A radical idea for those of us who have always striven to do our absolute best in school, who always felt like they had to be on top, and who always felt pressure that school is the most important thing to your life: perhaps, there’s more to life than school.
It sounds obvious. Of course there’s more to life than school. You have family and perhaps religion or a sport, or any other activities. But, for many of us, we’ve taken the idea of school and made it into the biggest aspect of our lives, and we stress about it constantly.
Coming from a college preparatory school, grades, extracurriculars, and college admission are constantly on our minds and giving us stress. Grades used to be the most important thing to me – if I got a low grade (low being a B or below) on anything, I would cry. Of course, going to a competitive high school and taking various challenging courses taught me that I need to be content with some lower grades, but I still have set the highest possible standard for myself in terms of overall grades.
However, recently there has been a shift in my attitude towards school. I guess I just realized that there really is more to life than school; that school is merely one of the things I’m doing to develop as a person. Radical, right? Previously, school was everything to me. I saw school as my life, and what I was doing with it. And, for many of us that is the case. But, a few things occurred in my life that led me to realize that it’s only one aspect of it.

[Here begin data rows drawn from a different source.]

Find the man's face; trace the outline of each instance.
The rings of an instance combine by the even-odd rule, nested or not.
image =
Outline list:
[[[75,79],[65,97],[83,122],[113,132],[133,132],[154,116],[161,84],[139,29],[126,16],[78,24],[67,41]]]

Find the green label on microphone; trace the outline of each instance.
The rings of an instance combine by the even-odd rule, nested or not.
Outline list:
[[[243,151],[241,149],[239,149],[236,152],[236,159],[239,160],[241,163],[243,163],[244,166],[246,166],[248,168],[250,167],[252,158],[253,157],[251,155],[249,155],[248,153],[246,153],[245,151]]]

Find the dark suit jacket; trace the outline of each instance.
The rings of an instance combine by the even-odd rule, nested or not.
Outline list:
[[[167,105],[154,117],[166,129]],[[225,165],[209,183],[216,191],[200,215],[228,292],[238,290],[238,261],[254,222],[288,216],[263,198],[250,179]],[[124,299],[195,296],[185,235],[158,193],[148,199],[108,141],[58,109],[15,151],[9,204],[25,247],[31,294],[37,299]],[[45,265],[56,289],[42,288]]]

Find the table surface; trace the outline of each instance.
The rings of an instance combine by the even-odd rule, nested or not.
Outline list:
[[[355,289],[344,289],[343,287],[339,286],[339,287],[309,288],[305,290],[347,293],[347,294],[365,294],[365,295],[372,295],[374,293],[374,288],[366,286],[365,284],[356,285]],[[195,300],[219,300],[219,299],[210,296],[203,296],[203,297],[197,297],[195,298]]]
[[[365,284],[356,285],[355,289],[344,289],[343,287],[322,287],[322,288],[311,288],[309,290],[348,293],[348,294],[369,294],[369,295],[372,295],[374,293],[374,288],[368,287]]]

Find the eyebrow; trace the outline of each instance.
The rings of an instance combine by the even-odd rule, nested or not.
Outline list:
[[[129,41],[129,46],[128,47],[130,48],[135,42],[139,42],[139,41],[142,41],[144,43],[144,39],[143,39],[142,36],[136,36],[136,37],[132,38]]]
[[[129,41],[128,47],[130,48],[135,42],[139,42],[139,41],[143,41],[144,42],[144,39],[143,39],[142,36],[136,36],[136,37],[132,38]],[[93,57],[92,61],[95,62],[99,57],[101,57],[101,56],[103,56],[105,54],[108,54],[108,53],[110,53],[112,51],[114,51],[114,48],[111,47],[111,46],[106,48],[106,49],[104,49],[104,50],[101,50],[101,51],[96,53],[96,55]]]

First, I took a trip to my home town, Flagstaff. There, I rediscovered a sense of adventure that I’d lost in my childhood. I stumbled down a hill, lost my hat in the street and ran after it, went to a music store with my friend and stayed till it closed, walked around downtown with no sense of purpose of where to go, hunted for a coffee shop, and wandered with the only goal to be experiences. It was absolutely liberating. I cannot explain the feeling, and looking back I realize how much of a tragedy it is that I hadn’t had that feeling in so long.
The second thing that helped me realize there’s more to life than school is a program I recently became involved in, the Young Entrepreneurs Academy. This program takes place at my local University’s Business college, and it helps students like me develop and learn to run their own business. Of course, I already have ALT largely in place, but the program has a lot to offer and I’ve already learned a great deal from it. YEA has shown me that I am a business owner, and I need to own that. ALT is my life’s work and my livelihood, and I previously haven’t acknowledged that. ALT isn’t just some side project, which I’ve been treating it as, prioritizing school over it time and time again; rather, it is my job. I need to take it seriously, not like some hobby, in order for others to take it seriously as well.
So, my focus has shifted. I’m now more focused on experiences and building my business. I have a renewed passion for life, now that my success and my person is no longer being self-defined by a grade or an understanding of a class. Once I distanced myself from that notion, I felt immediately liberated and much more content with myself.
How does this manifest in my daily life? Well, I’m finding more and more time to dedicate to ALT, and I’m realizing that I don’t really need to spend quite so much time and energy on my schoolwork. Of course, I’m still going to keep up with all of my coursework and strive to get what I define to be good grades for myself, but it’s more my attitude that has changed towards it. I’m willing to do things I wouldn’t previously, like go to bed and do some homework in the morning, find times to get homework done during the day so I don’t have to worry about it as much after school, etc. In a nutshell, I’ve learned to let go a bit. I’ve let go of the notion that I always need to know exactly what’s going on in every class, and I’ve let go of the notion that I am failing if I don’t completely understand a given topic. With this shift, I’ve also been more willing to seek out help, which is an interesting observation. I don’t feel the need to figure everything out on my own; my nature is becoming more collaborative and community-based.
Perhaps some of this stuff is just coming with maturity of age and refinement of thought. But, I am in tune with these shifts and I’m embracing them. It’s uncharted territory for me, and I’m excited to see where it’s going to take me.